What do gold, silver and copper; aqua, purple and red-dyed wool; linen, goat hair, animal skins, acacia wood, olive oil, spices and gems have in common? These were the primary items that the Israelites needed to gather and donate in order to build God a sanctuary in the wilderness. This sanctuary, the Mishkan (Tabernacle), was to be the dwelling place of the Shechina (Divine Presence) until the building of the Holy Temple in Jerusalem.
All of these items, except for the silver, were donated by the Israelites after God told Moses to tell the Israelites to bring an offering each according to their hearts desire (Exodus 25:2) — a voluntary offering. The silver that was used in the Mishkan came solely from the half-shekel census collection.
Where did a nation of run-away slaves acquire all these precious metals, fancy linens and gems? Actually, they came from the Egyptians, as payment for the Israelites’ years of slave-labor (“And the Children of Israel did according to the word of Moses; and they asked of the Egyptians jewels of silver, and jewels of gold, and raiment” – Exodus 12:35).

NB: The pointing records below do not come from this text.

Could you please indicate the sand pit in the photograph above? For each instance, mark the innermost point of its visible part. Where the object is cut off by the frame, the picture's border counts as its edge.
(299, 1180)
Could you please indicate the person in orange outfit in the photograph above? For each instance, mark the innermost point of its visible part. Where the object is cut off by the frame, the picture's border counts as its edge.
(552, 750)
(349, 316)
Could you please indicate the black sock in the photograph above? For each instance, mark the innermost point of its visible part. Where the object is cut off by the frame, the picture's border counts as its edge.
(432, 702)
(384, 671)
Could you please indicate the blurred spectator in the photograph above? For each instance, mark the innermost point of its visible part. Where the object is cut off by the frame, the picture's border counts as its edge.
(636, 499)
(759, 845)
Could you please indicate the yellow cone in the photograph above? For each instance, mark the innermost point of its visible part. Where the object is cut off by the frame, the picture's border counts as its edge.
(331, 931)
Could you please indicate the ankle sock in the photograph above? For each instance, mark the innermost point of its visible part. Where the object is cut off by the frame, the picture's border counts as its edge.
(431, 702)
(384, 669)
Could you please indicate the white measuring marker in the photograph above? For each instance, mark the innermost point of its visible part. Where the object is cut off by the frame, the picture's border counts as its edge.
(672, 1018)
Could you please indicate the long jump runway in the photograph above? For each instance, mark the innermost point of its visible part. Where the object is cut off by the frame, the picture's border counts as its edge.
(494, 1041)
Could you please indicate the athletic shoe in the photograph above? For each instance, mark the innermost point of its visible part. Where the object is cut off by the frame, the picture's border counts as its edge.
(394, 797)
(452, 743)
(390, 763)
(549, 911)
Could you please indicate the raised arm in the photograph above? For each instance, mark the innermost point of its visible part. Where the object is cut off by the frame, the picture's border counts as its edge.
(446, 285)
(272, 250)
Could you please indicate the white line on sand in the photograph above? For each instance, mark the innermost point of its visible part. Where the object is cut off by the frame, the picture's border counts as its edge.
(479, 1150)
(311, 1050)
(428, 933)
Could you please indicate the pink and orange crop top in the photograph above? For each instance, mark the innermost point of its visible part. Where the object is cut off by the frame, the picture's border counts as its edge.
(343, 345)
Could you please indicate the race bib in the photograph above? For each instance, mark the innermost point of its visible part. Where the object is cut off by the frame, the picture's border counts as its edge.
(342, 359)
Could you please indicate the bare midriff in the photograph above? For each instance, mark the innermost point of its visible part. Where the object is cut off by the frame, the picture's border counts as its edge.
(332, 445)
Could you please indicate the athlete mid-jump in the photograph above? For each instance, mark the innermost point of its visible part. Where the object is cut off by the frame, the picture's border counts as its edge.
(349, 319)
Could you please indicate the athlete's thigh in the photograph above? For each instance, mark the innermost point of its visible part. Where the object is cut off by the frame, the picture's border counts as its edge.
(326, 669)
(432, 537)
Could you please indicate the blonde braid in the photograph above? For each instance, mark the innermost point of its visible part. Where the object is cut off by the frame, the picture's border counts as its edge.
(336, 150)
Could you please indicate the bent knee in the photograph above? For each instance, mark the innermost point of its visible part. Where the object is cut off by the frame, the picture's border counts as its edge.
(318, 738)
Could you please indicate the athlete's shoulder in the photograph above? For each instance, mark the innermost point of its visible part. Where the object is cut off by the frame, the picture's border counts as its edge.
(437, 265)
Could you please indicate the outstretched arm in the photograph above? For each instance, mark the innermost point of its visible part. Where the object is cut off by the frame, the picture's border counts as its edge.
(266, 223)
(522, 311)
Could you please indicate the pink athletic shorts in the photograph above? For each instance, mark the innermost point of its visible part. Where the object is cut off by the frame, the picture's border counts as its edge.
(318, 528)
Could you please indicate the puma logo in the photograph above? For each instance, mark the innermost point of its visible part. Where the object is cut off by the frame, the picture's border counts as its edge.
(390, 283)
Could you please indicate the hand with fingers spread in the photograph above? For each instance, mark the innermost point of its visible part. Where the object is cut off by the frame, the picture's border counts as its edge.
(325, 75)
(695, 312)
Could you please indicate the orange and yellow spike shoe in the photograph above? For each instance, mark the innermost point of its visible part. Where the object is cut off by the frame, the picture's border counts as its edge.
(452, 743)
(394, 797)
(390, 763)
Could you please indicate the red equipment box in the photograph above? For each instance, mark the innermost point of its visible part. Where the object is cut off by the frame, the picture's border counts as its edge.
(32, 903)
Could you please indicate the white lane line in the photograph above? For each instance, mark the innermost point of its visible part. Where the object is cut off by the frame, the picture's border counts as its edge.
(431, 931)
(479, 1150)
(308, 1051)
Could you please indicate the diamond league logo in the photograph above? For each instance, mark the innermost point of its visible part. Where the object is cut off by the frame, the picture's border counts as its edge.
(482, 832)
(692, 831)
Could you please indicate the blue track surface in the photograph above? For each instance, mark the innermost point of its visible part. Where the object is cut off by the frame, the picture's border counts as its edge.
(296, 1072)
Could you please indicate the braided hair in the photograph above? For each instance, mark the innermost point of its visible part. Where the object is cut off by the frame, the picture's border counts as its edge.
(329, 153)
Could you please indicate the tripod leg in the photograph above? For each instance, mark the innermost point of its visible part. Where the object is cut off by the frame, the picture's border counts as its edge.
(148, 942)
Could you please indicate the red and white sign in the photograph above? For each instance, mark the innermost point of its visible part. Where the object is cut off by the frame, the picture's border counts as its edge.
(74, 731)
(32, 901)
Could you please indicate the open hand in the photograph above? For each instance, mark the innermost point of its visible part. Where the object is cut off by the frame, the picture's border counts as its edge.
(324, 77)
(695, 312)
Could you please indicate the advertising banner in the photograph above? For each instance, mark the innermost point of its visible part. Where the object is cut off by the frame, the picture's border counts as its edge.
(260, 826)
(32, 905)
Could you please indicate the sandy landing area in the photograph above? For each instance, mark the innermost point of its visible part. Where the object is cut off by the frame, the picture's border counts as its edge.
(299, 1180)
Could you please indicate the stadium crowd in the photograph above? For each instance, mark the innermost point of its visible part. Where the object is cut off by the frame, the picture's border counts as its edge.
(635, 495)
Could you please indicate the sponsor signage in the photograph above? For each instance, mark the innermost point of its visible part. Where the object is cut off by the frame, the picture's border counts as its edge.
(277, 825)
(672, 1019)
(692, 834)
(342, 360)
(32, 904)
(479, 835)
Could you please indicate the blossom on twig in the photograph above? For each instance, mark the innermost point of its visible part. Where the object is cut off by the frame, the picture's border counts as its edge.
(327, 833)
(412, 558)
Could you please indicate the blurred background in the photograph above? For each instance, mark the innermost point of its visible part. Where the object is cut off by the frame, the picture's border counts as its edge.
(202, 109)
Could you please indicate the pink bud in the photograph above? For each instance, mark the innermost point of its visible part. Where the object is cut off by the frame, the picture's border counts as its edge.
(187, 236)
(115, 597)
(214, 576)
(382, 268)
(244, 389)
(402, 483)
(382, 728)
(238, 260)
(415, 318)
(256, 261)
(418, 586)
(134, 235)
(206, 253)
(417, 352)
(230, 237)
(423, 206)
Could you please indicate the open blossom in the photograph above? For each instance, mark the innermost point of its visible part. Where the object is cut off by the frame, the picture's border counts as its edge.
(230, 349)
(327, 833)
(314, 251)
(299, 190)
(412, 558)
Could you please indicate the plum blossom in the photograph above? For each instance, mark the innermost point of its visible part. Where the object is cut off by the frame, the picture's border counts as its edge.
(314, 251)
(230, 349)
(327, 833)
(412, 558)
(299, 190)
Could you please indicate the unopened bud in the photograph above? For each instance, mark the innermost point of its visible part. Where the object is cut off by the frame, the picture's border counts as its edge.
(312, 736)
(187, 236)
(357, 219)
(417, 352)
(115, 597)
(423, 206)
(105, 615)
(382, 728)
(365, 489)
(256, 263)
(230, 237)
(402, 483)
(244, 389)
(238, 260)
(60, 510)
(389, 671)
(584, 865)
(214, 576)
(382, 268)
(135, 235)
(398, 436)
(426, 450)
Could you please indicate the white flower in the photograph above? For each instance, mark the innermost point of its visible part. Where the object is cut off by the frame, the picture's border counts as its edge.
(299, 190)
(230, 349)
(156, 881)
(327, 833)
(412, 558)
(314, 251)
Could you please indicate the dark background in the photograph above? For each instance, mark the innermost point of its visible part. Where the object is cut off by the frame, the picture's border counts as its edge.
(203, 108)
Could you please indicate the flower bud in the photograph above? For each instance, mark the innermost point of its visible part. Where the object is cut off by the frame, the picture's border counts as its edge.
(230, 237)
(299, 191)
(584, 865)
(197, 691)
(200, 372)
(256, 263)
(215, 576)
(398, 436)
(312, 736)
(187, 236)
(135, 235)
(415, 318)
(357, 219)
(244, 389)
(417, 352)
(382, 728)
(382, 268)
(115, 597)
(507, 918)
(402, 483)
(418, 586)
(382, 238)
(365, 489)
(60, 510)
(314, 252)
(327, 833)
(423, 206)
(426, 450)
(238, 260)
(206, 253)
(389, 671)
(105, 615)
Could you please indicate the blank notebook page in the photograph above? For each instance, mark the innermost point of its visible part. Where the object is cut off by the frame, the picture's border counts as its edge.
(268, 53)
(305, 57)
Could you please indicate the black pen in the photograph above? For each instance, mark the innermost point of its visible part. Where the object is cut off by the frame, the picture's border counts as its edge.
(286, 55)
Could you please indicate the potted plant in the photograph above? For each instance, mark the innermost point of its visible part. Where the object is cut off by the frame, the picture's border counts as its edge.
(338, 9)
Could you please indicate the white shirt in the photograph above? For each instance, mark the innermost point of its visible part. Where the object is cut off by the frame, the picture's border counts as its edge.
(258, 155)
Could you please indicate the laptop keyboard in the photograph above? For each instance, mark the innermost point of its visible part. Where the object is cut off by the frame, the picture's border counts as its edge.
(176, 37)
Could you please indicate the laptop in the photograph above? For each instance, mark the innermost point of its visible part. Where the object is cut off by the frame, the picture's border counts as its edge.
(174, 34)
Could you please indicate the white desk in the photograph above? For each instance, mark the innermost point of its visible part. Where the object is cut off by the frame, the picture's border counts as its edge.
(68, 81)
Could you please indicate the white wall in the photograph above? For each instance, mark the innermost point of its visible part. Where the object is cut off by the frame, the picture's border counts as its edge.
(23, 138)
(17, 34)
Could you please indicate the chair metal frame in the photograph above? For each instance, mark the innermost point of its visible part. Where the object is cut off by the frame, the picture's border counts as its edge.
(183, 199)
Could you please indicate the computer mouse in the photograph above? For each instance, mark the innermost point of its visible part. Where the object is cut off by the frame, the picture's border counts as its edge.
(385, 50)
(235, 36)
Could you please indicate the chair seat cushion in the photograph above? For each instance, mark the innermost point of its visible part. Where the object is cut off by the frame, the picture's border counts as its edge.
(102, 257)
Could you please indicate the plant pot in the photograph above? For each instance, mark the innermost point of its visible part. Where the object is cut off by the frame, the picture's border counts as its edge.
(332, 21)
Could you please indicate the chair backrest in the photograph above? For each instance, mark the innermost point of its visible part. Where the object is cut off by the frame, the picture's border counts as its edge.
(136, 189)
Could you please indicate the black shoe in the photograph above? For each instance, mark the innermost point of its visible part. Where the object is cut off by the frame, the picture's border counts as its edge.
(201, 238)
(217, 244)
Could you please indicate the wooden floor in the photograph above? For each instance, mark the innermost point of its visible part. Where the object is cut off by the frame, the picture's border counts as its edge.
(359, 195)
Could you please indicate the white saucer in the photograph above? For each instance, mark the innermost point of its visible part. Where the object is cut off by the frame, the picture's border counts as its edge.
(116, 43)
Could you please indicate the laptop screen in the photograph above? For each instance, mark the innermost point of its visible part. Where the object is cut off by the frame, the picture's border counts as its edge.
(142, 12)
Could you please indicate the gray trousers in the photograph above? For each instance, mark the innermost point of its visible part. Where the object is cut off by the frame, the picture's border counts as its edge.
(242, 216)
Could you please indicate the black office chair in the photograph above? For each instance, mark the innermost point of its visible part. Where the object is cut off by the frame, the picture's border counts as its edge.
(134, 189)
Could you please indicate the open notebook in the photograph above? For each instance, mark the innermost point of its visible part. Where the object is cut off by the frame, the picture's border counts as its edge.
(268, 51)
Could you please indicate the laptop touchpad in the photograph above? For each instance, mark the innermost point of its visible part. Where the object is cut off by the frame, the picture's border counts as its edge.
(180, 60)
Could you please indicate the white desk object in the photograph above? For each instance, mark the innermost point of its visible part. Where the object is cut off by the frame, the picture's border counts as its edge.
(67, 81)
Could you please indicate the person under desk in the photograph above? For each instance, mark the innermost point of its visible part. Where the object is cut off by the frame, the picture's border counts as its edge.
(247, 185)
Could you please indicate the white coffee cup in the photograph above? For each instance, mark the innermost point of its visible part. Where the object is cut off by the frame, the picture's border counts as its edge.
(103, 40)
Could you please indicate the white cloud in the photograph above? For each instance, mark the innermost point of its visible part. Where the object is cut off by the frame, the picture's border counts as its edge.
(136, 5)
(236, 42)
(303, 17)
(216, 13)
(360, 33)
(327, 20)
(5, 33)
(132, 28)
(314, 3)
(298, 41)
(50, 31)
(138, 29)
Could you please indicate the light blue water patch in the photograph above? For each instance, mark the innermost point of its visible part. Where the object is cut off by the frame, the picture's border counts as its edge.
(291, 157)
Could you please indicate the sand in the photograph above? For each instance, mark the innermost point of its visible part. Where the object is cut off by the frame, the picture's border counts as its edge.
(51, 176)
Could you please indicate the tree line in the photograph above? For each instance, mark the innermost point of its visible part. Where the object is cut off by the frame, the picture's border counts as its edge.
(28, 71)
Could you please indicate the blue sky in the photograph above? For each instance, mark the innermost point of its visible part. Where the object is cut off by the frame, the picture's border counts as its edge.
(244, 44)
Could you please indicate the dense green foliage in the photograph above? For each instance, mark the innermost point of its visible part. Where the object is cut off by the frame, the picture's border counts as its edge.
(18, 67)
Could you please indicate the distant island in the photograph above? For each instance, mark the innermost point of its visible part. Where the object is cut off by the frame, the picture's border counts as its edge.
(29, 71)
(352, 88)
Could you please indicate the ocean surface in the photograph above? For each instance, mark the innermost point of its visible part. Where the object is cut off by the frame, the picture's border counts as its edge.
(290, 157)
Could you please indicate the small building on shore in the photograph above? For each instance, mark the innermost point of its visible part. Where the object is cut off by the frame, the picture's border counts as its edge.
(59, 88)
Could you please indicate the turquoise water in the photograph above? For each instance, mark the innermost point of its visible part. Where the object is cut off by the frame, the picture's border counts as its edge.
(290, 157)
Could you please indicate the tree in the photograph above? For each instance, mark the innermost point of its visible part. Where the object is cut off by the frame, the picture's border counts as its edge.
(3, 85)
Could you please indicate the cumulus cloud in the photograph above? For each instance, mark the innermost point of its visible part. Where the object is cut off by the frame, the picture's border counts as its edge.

The other items requested were also not so mundane. For instance, the aqua (blue-green) dye (techelet) for the wool was from a creature called the chilazon, which “resembles the sea in its color, and in shape it resembles a fish; it appears once in seventy years, and with its blood one dyes the thread blue; and therefore it is so expensive” (Menachot 44a).
On a practical level, the list of items above was a shopping list. But as valuable as each of these pieces was, they were made priceless by the fact that they were given, truly, from the heart.